Aus all diesen Blickwinkeln ist es nur folgerichtig, dass Xinyi Solar für ihre Solarglasprodukte seit dem Preistief von ca. 20 RMB / qm im 3. Quartal 2018 bereits Ende 2019 nun sogar Durchschnittspreise von ca. 29 RMB / qm durchsetzen konnte, was also einem Preisanstieg von nicht weniger als 45 % innerhalb von gerade einmal 15 Monaten entspricht! Auch weil in 2020 die chinaweite Schaffung neuer Solarkapazitäten (+ 30 %) das Marktangebot von Solarglas (+ 20 %) weiterhin deutlich übersteigen dürfte, und nur Xinyi Solar dank aktueller Errichtung neuer Produktionszentren über bis zu 4000 Tonnen / Tag derzeit in der Lage ist, diesen Nachfrageboom in China künftig halbwegs adäquat zu decken, sehen wir einen weiteren Nachfrage- und Preiserhöhungsboom bei Xinyi Solar nahezu als vorprogrammiert an. Entsprechend adäquat spiegelt sich dies in den Analystenschätzungen wider, die für den Konzern bis Ende 2021 sowohl auf der Umsatz- wie auch Gewinnebene zumindest eine Verdopplung gegenüber den Geschäftszahlen per Ende 2018 erwarten. Auf Basis der Gewinnschätzung (2020e) entspricht dies gerade einmal einem Aktien-KGV von nur rd. 15, was wir gemessen an den längerfristigen Konzernperspektiven für eine deutliche Unterbewertung halten, und weshalb wir in der Aktie auch weiterhin ein beträchtliches Kurpotenzial sehen.

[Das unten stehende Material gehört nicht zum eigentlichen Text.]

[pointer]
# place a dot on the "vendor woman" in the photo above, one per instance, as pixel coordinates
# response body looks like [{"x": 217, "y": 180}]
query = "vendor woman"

Ferner überzeugte auch der weltführende Windparkausrüster VESTAS WIND vollauf mit seiner Vorlage sehr solider Quartalszahlen am 05.02.. Hierüber berichteten wir am gleichen Tag bereits ausführlich. Auf Gesamtjahres-Basis konnte der Umsatz um 19 % ausgebaut werden, während auf der Nettogewinn-Ebene noch ein Plus von knapp 10 % verzeichnet wurde. Auch dieser sektorweit zu verzeichnende Margendruck hielt sich damit in weit engeren Grenzen als bei den europäischen Konkurrenten Siemens Gamesa und Nordex, die sich im 4. Quartal nach den bisherigen Verlautbarungen jeweils in der Verlustzone befunden haben dürften. Die Aktie von Vestas Wind reagierte daher auf diese Zahlenvorlage mit dem charttechnischen Ausbruch auf ein weiteres Allzeithoch. Der mit einem KGV (2020e) von 20 noch akzeptabel bewertete Titel bleibt daher auch weiterhin eine Bestandsposition unseres Themendepots ENERGIEZUKUNFT.